Do failed policy proposals from public education officials enjoy an afterlife when their creators depart Washington for the private sector? This is no academic question. In fact, the career arcs of two former federal policymakers may well have foreshadowed the life-or-death clash over the accreditation of San Francisco City College (CCSF), one of California’s 112 community colleges. The state is home to about 10 percent of America’s 1,100 two-year colleges.
As San Francisco Superior Court Judge Curtis Karnow’s ruling on the Accrediting Commission for Community and Junior College’s bid to decertify CCSF draws near, the story of Margaret Spellings becomes instructive. Spellings, who was George W. Bush’s second-term Secretary of Education, commissioned a controversial 2006 report called “A Test of Leadership: Charting the Future of U.S. Higher Education.”
The report’s language was very much in tune with the pro-business Bush zeitgeist. The commission’s chairman was Charles Miller, a private investor who was joined by Nicholas Donofrio, the executive vice president of IBM Corp., and by James J. Duderstadt, the corporate vice president for Microsoft Corp. Their report predicted disaster unless colleges began protecting their “market share” by preparing students for the “global marketplace.”
The word “accreditation” also appeared throughout the report and seemed to signal a proposed crackdown on schools that did not share the Spelling Commission’s private-sector worldview. Consider this conclusion: “Federal and state policymakers and accrediting organizations should work to eliminate regulatory and accreditation barriers to new models in higher education that will increase supply and drive costs down.”

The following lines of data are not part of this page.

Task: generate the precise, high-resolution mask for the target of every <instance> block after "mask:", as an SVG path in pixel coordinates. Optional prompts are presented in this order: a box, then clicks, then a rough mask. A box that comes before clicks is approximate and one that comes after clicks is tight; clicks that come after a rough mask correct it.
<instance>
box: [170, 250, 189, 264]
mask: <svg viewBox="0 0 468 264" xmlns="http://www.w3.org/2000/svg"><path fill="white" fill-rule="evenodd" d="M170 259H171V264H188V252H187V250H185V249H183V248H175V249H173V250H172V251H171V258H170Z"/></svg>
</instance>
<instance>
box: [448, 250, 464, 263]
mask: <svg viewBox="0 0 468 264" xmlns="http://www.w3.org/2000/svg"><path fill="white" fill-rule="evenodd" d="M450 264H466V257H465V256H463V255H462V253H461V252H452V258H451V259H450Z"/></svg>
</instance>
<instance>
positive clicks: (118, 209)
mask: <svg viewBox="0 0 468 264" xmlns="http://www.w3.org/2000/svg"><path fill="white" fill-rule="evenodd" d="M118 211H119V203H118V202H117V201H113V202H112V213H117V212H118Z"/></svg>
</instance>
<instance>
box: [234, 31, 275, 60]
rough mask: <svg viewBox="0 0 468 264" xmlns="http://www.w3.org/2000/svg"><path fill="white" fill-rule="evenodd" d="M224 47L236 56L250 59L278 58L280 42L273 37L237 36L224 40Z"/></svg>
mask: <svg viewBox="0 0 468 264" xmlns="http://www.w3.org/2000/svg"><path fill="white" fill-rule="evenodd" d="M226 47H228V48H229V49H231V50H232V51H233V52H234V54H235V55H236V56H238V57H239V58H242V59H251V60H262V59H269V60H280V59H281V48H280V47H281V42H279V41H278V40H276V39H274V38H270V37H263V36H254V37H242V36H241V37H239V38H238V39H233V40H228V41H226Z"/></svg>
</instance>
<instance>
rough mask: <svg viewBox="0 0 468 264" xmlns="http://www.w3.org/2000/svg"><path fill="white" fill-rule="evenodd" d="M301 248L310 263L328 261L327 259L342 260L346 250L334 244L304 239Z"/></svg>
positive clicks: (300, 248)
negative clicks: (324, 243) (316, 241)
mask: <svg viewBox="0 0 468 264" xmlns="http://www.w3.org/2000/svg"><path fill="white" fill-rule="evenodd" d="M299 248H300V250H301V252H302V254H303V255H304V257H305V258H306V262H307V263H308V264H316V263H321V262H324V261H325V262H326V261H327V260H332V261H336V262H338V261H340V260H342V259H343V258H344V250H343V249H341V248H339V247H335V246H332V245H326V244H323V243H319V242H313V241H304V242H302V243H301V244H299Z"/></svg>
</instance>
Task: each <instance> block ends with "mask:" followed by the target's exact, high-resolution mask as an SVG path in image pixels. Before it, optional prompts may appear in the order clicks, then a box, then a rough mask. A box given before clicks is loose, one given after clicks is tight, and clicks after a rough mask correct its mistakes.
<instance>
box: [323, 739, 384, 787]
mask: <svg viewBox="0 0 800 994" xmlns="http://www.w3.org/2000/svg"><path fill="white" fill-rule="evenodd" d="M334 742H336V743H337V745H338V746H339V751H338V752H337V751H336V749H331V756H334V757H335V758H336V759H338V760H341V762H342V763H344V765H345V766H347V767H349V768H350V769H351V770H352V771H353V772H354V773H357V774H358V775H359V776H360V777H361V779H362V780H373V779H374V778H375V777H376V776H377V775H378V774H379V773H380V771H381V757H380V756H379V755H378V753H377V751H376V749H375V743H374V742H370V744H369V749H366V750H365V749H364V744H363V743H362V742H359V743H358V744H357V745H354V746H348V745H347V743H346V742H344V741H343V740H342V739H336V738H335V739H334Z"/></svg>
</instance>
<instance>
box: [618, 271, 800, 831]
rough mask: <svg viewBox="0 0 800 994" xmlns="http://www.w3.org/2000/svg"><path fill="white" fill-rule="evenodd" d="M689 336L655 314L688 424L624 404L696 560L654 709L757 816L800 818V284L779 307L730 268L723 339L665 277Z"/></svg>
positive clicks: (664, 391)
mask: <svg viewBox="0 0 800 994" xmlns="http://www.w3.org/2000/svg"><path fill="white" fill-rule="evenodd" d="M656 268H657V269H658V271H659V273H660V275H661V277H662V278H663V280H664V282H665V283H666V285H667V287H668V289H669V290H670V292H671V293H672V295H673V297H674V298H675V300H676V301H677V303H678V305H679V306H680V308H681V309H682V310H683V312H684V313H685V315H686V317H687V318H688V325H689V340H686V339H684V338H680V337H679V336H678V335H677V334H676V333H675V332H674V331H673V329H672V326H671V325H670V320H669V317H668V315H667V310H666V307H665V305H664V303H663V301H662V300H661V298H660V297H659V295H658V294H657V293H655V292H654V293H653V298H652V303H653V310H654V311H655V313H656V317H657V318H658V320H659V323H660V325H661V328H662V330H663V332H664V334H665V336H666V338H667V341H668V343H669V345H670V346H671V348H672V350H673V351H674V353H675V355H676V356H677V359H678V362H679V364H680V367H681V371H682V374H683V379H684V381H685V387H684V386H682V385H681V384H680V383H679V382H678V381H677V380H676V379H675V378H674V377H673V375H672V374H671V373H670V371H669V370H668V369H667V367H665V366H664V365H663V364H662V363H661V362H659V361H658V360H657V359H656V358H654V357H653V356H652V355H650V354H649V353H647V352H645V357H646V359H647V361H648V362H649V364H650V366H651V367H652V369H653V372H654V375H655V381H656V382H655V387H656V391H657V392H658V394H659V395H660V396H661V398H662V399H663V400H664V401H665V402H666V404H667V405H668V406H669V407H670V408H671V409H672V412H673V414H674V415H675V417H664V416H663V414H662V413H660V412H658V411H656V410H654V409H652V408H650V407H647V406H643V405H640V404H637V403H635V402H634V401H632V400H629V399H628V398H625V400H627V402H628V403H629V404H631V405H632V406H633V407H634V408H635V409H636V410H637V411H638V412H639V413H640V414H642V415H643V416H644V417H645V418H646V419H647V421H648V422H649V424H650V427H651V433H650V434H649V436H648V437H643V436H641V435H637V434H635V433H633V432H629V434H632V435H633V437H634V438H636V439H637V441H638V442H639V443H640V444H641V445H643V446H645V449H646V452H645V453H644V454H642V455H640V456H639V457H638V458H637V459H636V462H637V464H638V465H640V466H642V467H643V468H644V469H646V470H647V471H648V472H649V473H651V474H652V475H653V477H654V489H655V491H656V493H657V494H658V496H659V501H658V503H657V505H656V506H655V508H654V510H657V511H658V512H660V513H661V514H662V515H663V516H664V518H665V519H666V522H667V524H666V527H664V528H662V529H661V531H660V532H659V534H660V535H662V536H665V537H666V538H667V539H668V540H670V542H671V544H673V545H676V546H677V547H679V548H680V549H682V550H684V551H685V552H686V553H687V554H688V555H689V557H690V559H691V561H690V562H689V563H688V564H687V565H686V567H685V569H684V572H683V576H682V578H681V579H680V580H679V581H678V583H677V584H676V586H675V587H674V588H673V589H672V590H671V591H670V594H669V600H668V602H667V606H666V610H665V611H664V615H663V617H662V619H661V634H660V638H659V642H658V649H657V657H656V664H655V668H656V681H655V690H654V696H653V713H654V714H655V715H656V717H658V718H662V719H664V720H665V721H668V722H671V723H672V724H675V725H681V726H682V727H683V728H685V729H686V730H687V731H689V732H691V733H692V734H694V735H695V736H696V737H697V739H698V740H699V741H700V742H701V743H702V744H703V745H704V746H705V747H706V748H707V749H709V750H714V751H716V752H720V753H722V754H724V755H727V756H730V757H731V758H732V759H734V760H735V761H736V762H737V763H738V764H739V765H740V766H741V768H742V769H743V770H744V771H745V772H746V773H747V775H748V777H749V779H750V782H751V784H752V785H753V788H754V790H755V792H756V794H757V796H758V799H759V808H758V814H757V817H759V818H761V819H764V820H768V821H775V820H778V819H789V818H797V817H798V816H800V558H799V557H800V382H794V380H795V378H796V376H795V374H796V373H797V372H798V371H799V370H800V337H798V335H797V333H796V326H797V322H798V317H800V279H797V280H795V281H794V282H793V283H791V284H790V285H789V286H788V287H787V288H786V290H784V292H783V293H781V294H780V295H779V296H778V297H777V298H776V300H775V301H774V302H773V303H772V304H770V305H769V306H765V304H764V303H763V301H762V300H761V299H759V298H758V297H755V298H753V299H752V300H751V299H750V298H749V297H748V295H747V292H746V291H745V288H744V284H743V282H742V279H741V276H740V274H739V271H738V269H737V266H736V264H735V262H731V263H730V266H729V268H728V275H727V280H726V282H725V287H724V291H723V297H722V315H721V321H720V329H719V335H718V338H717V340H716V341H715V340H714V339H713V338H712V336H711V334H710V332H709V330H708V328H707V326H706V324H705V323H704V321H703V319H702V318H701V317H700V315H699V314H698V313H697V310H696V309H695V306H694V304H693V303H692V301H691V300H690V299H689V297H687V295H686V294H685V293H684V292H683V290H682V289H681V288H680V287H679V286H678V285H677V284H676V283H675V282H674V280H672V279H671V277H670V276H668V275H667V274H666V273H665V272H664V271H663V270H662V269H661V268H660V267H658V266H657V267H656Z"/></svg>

The report claimed to speak for the public interest. “The growing public demand for increased accountability, quality and transparency,” it continued, “coupled with the changing structure and globalization of higher education requires a transformation of accreditation.”
The commission’s report was heavily criticized by the American Association of University Professors and others.
“The problem with the Spellings market-based approach is that it does not address the proliferation of for-profit programs,” Alan Singer, a professor at Hofstra University ‘s Department of Teaching, Literacy and Leadership, wrote Capital & Main in an email. “They are designed to take advantage of federal loan programs for poor students but saddle them with a heavy debt burden and provide these students with few marketable skills.”
The Spellings Commission called for, but failed to deliver a federal policy of reforming postsecondary education. That priority, however, remains on tap in the Obama administration.
Spellings left the U.S. DoED to work as a consultant for the U.S. Chamber of Commerce, which calls itself “the world’s largest business federation representing the interests of more than three million businesses of all sizes, sectors, and regions.” There is no comparable advocacy group for labor and the public interest – neither of which sector comes close to spending the amount of money to affect policy as the Chamber does.
Echoes of Spellings’ 2006 report, with its anti-regulatory doom and gloom forecasts, turned up in a 2011Chamber report prepared by Spellings and what were called “edupreneurs.”
“The United States is losing ground internationally in degree, credential and skill attainment; tuition is increasing faster than the cost of living; and traditional institutions are experiencing a productivity crisis,” she said at a Chamber-sponsored forum.
Spellings left the Chamber in June, 2013 and currently helms the George W. Bush Presidential Center at Southern Methodist University in Dallas.
Which brings us to Vickie Schray, who worked under Spellings at the U.S. DoED. Since January, 2011, Schray has worked as the senior vice president of regulatory affairs and public policy for Bridgeport Education, which enrolls 60,000 students and provides for-profit online college instruction. She contributed to the Spellings report and also authored another DoED 2006 paper, “Assuring Quality in Higher Education: Recommendations for Improving Accreditation.” In it, Schray noted the presence of commercial entities in postsecondary education as a positive trend for the public sector.
“The rise of private, for-profit entities,” Schray wrote, “has also prompted discussions about how best to assure and promote quality in higher education based on leading public and private practices.”
It’s a position fiercely disputed by school-privatization critics, including Diane Ravitch, the historian and former assistant education secretary in the George H.W. Bush White House.
“The same data-based techniques used to close down hundreds—perhaps thousands—of K-12 public schools is now being applied to postsecondary education,” she wrote in an email to Capital & Main, when asked to comment on the kind of closure-as-punishment policies faced by CCSF.
In the meantime, the Obama White House has proposed a framework that rates postsecondary education. According to a DoED press release, “The ratings system can help inform policy, accreditation and funding decisions by states’ education authorities, policies and practices of accreditors and others.”
The public can submit feedback on the draft framework for a new college ratings system, effective in the 2015-16 school year, through February 17, 2015.
“The U.S. Department of Education [under Secretary Arne Duncan] proposes to grade institutions of higher education,” Ravitch said, “using criteria that will inevitably promote standardization and whatever the DoED values.”